Será que a mesma ideia poderia ser estendida para os casos de agressões em famílias violentas? Resolvi abdicar da cama para escrever porque parece haver alguma inconsistência entre o senso comum e o que Jesus ensina sobre esse assunto. Em alguns casos, profissionais da saúde mental, líderes espirituais e igrejas se omitem simplesmente porque aconselhar aquilo que Cristo pregou não parece mais ser nem política nem terapeuticamente correto! Também pode parecer machista (em outros casos, feminista…). Mais fácil então é se unir ao senso comum e fugir do ridículo.
Mas, vejamos, que conselho você daria para alguém que afirma estar sofrendo algum tipo de abuso físico em seu casamento, por exemplo? É claro que esse assunto é muito complicado, não existem respostas prontas para todos os casos, e o risco de se “pisar no tomate” é grande! Mas tenho percebido que na maioria das vezes a parte agredida é estimulada ou a separar-se ou a logo romper com o silencio procurando órgãos públicos como forma de resolver a questão.
O problema é que, em lugar de recomendar a separação por esse motivo, Deus deixa muito claro que “aquilo que Deus ajuntou, não o separe o homem” (Mt 19:6). Na continuação desse texto, Jesus afirma que a única razão em que Deus admite uma separação e um novo casamento é “por causa de relações sexuais ilícitas”, ou seja, fora do casamento (Mt 19:9), e ainda assim, “por causa da dureza do vosso coração” (v. 8). Apesar de o texto deixar claro que Deus não considera a violência física como uma razão válida para a separação e um novo casamento, alguns cristãos andam flertando com essa possibilidade.
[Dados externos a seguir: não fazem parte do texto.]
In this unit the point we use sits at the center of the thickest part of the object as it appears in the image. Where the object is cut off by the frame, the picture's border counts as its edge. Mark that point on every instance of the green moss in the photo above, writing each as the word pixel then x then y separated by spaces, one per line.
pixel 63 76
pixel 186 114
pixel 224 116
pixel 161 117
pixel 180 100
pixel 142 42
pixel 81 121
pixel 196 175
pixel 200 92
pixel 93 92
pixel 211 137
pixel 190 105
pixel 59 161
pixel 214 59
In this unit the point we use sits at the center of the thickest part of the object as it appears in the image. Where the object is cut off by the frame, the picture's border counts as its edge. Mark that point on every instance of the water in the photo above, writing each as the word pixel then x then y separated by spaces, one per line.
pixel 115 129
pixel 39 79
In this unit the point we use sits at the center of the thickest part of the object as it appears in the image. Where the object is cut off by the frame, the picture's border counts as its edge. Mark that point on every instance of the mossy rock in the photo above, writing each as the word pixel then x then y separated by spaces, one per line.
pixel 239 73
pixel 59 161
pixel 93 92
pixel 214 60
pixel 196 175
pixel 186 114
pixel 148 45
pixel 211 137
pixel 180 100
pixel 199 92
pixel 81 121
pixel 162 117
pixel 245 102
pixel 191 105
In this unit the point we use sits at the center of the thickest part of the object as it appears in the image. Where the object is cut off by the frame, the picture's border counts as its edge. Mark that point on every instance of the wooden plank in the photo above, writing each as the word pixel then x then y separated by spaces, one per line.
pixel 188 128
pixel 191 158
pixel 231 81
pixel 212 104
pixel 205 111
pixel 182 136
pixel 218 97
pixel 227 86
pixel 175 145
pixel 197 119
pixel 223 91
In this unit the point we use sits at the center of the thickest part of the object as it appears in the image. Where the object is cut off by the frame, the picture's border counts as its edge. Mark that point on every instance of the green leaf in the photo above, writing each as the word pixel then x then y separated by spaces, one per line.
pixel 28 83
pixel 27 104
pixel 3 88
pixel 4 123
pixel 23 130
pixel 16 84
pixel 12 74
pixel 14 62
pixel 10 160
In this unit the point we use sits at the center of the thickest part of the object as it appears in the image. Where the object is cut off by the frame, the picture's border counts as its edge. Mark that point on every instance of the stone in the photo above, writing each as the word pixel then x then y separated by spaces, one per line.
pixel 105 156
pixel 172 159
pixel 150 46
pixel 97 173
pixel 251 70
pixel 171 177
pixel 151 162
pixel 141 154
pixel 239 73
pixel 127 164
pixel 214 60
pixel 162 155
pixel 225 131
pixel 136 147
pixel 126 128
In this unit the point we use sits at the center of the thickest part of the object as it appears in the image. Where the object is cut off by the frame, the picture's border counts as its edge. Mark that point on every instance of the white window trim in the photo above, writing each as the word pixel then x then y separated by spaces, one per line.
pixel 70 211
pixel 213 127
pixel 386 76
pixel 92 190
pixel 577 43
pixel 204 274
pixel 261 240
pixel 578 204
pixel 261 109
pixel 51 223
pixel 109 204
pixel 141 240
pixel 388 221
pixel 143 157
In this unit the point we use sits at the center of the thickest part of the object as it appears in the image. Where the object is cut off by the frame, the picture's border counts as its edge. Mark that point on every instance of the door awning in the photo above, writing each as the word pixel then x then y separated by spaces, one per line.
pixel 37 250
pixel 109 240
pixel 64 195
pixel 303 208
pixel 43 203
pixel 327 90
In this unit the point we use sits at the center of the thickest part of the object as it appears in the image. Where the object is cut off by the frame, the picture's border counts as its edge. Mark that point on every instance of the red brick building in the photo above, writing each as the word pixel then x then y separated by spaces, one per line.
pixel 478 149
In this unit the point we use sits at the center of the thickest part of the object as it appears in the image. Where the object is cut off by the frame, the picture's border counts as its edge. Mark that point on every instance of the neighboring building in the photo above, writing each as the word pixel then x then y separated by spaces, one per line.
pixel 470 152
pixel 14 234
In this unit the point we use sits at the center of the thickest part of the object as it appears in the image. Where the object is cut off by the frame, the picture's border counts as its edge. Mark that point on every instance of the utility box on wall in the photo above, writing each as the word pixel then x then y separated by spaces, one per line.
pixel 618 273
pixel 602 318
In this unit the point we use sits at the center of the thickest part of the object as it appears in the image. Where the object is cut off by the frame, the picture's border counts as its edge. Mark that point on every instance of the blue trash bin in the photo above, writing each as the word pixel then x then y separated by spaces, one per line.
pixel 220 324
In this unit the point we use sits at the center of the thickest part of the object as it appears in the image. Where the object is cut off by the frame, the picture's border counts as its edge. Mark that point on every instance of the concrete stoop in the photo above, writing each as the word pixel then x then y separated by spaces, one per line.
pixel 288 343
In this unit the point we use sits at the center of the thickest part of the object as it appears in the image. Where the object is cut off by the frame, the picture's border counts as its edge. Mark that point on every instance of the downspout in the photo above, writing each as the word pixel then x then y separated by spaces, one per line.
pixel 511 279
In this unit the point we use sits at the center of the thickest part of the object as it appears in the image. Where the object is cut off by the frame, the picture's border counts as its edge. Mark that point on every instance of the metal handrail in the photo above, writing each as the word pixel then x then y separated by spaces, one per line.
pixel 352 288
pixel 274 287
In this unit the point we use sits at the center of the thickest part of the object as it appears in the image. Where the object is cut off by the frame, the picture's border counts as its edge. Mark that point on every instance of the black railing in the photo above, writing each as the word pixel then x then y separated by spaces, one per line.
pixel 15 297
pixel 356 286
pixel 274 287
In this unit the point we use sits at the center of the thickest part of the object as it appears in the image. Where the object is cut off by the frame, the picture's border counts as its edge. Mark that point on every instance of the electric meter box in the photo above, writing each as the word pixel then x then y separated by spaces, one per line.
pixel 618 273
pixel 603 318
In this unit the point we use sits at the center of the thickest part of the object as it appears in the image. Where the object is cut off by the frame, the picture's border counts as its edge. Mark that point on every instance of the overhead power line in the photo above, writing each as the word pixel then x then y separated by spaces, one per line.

“Tudo bem. Se não devo me separar, será que Deus deseja que eu passe toda a vida sofrendo?” Claro que esse nunca foi o desejo de Deus. O problema é que estamos todos diante de um elemento que não estava no projeto original de Deus, a entrada do pecado no mundo, e, por essa causa, o próprio Filho de Deus teve que sofrer, sobre o que vamos falar mais adiante. Mas ainda acerca de romper com o silencio, tenho verificado que em alguns casos essa possibilidade acaba se tornando uma forma de chantagem: “Se você me agride, eu conto…” Isso pode até mascarar por algum tempo, mas não resolve o problema interior, que é do coração. Durante uma séria briga do casal, a mulher desafia: “Encoste a mão em mim, se você for homem… Você não é homem para fazer isso… Você sempre foi fraco, nunca valeu nada…” Ele não resiste à provocação e encosta a mão… com força, e o caso vai parar na Delegacia da Mulher – mesmo ambos sendo crentes! Quem dera esse fosse um caso isolado.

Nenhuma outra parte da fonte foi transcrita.